Interview with Area Manager E and Director A on 1/16/13 at 12 noon through 1 p.m. verifies that the hospital has no initial hospital orientation paperwork to show that contract ES employees were oriented to the hospital environment before initiating patient environmental cleaning services. Director A verified that the hospital has no documented evidence that ES C and D's infection control training given by the contract environmental services agency has been reviewed to meet the hospital regulatory standards. Director A stated that all contract employee human resources files were maintained by their Area Manager A, not the hospital.
Tag No.: A0750
Based on infection control log data and staff interview, the hospital failed to aggregate demographic data on discharged patients with infections, identified by the hospital as being significant for tracking, trending and analyzing; and failed to document periodic analysis of this log data. This occurred in 1 of 1 infection control interviews (Infection Preventionist B (IP B) on 1/14/13 at approximately 12:45 p.m.), and has the potential to to affect 37 total inpatients.
Findings include:
Interview with IP B on 1/14/13 at approximately 12:45 p.m. reflects that she has brought the infection control logs for November 2012, December 2012 and January of 2013 to date.

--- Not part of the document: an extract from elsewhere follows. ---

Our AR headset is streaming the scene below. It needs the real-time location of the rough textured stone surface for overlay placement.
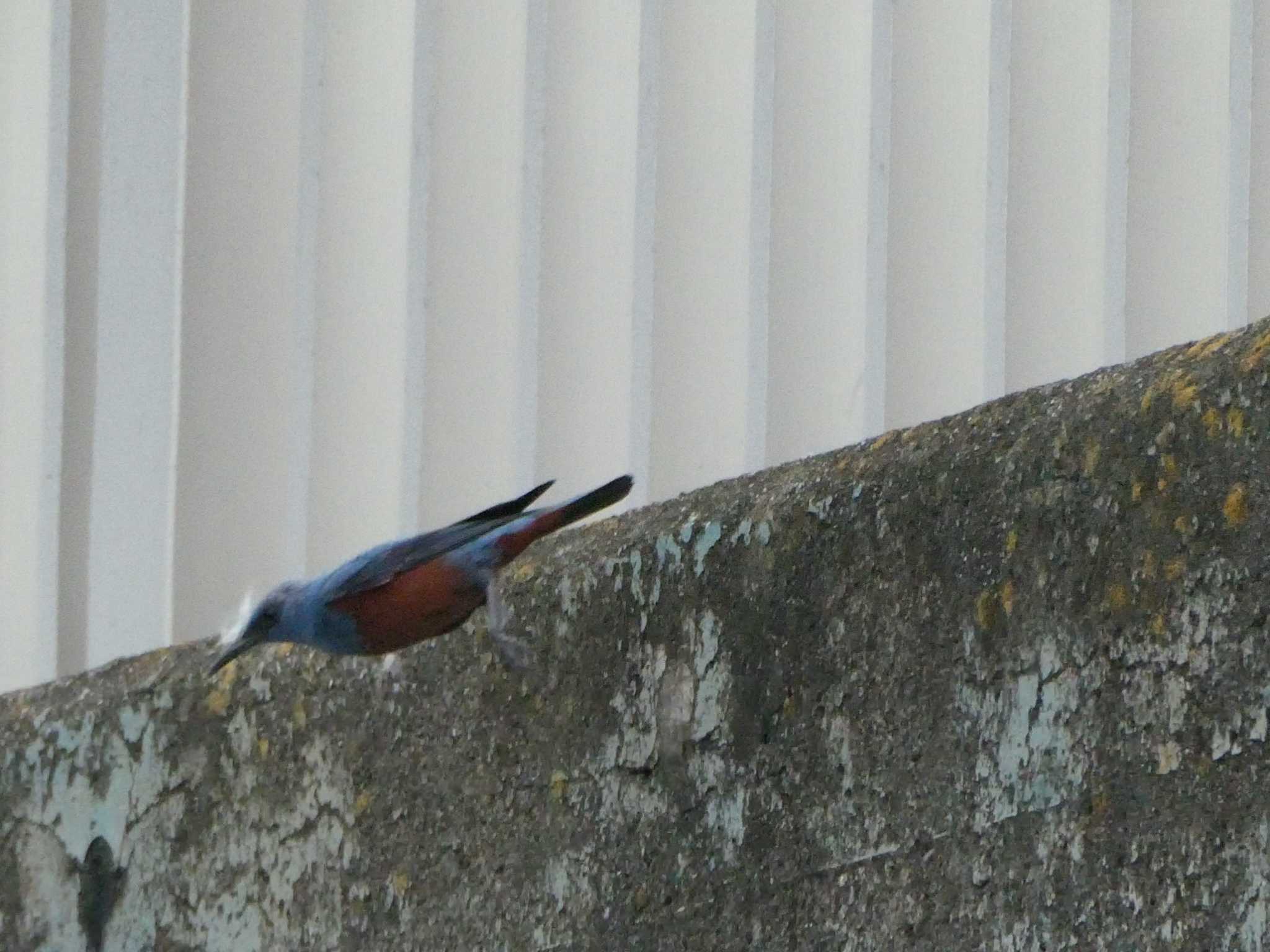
[12,324,1270,952]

Review of this log on the date and time above reflects a loose leaf binder divided by Room number tabs. Under each room tab, if the room was occupied with an infected patient, this patient had an infection demographic. This infection control log did not have any data on past discharged nor transferred patients with infections, only current inpatients on the day of 1/14/13.
Continued review of the QAPI (Quality Assessment Performance Improvement) data shows infectious percentage data by month for the total year of 2012. For the hospital acquired infections, there was no documented analysis of cause, monitoring or evaluation of prevention interventions. The data was tracked by following infectious type and organisms: ventilator associated, catheter related/blood infection, surgical site infections and multi resistant organisms such as Clostridium difficile, Vancomycin resistant enterococcus, and Methicillin resistant staphylococcus.
Review of these two infection control documents reflects that there is no periodic documentation of analysis of trends or patterns of infections, and no documented evidence that infection control education was tailored to the analysis of these potential patterns. There was no evidence that the hospital IP was reviewing and analyzing laboratory culture reports hospital wide to identify trends/ patterns or clusters of infectious organisms that might occur outside the organisms listed above.
This was verified by Director A on 1/16/13 interview, at approximately 4 p.m.